Elbette Türkiye devrimci hareketi de, geçmişin devrimci mirasını bugünlere taşıyan, bu uzun maratonda yolda kalanlara takılmadan yaşamını adadığı mücadelenin bayrağını devretmesini bilen “Sinan hoca”sını kaybetmiş oldu.
Sevgili yoldaş,
Sen ki devrimci mirasımıza tanıklık etmiş, o günlerden bugünlere ömrünü hep örgütlü mücadele içerisinde geçirmiş ve nihayet Türkiye devrimci hareketinin birikimini yeni bir temelde, sınıf devrimciliği ve proleter sosyalizmi temelinde geleceğe aktarma, inşa etme görevini en başından beri omuzlayarak başarıyla sürdürmüş ender komünistlerden birisin. Sen ve senin gibi yoldaşlar sayesinde geçmişten bugüne kurulmuş olan köprünün sağlamlığı, ekilen tohumların filizlenip tomurcuk açtığı, çalınan mayanın tuttuğu, farklı kuşaklardan yeni genç yoldaşlar şahsında kanıtlanıyor.
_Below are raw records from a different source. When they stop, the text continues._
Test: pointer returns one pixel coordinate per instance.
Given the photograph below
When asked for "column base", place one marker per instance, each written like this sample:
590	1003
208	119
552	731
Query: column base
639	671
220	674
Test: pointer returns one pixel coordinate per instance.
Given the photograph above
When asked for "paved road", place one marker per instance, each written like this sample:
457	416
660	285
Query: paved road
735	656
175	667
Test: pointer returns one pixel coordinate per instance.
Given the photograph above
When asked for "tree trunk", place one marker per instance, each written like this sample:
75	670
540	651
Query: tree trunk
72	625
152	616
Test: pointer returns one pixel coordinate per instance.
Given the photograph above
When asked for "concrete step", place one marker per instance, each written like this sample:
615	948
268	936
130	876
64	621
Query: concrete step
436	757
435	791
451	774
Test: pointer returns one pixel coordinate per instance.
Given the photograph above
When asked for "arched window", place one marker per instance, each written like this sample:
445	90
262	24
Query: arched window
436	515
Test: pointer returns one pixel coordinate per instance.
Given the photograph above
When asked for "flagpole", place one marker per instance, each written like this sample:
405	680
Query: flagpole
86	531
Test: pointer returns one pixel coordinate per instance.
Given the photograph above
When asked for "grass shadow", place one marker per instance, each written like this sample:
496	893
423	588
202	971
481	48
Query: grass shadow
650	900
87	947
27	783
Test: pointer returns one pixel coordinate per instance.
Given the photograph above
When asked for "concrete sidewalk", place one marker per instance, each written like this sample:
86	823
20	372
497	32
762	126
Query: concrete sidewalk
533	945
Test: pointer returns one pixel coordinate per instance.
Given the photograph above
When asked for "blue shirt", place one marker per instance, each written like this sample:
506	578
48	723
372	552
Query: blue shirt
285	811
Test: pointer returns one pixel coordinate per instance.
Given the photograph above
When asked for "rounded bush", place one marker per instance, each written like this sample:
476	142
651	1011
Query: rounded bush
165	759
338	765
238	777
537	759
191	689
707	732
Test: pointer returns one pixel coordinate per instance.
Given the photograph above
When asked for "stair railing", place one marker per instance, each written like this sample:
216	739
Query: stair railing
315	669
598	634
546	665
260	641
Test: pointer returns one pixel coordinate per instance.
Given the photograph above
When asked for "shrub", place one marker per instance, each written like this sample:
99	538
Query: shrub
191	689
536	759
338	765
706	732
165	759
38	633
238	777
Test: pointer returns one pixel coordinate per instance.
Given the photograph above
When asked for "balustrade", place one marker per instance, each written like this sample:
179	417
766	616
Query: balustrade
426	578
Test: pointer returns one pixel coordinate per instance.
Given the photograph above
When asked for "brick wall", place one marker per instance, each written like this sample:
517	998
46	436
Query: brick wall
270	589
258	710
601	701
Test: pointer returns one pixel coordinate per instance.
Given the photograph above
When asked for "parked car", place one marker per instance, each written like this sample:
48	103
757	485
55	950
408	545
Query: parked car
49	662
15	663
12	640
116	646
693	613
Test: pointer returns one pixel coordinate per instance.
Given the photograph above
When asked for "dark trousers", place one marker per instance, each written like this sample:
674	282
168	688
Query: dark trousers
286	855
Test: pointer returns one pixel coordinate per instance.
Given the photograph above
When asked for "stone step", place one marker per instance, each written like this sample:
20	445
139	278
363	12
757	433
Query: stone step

Bu satırların kaleme alındığı tarih, 19 Kasım, aynı zamanda Alaattin yoldaşı sonsuzluğa uğurladığımız tarih. Alaattin yoldaş, mayanın tuttuğunun, senin ve sizin gibi yoldaşların emeklerinin boşa gitmediğinin en dolaysız kanıtlarından biridir.
Yeni kuşaklardan genç yoldaşlar olarak sizlerin devrettiğiniz bayrağı yere asla yere düşürmeden kıskançlıkla koruyacağımızdan, bizlere bıraktığınız mirasa gözümüz gibi bakıp, sizlerden öğrenmeye devam edeceğimizden emin olabilirsiniz.
Sınıflar mücadelesinin tüm mevzilerinde olduğu gibi bu mücadelenin en keskin alanlarından biri olan zindanlarda “tutsak” edilmiş yoldaşlarınız olarak, bizler de bu bilinç ve sorumluluk duygusuyla sizlerin bırakmış olduğu mirasa sahip çıkmakta, kızıl bayrağımızı dalgalandırmakta bir an olsun tereddüt etmeyeceğiz.
Komünist direnme geleneğine, ideallerimiz uğruna “eğilmektense kırılmayı tercih etme” iradesine her daim sahip çıkıp koruyacağımızdan emin olabilirsiniz.
Sevgili yoldaş,
Her ne kadar seni uğurlayamamış olsak da, sizlerin emanet ettiği mirasa sahip çıkma, koruma ve ileriye taşıma bilinci ve pratiğiyle her zaman birlikte olduğumuzu ve olacağımızı biliyoruz. Bu yüzden bugüne kadar olduğu gibi bundan sonra da sizlerden öğrenmeye, öğrendiklerimizi paylaşmaya devam edeceğiz.
Senin şahsında sonsuzluğa uğurladığımız tüm yoldaşların anısı önünde derin bir saygıyla eğiliyor, mücadelenizi mücadelemizde yaşatacağımıza söz veriyoruz.
Sinan yoldaş ölümsüzdür!
Devrimciler ölmez, devrim davası yenilmez!
Şan olsun yeni Ekimlerin partisine!
Yaşasın proletarya devrimi, yaşasın sosyalizm!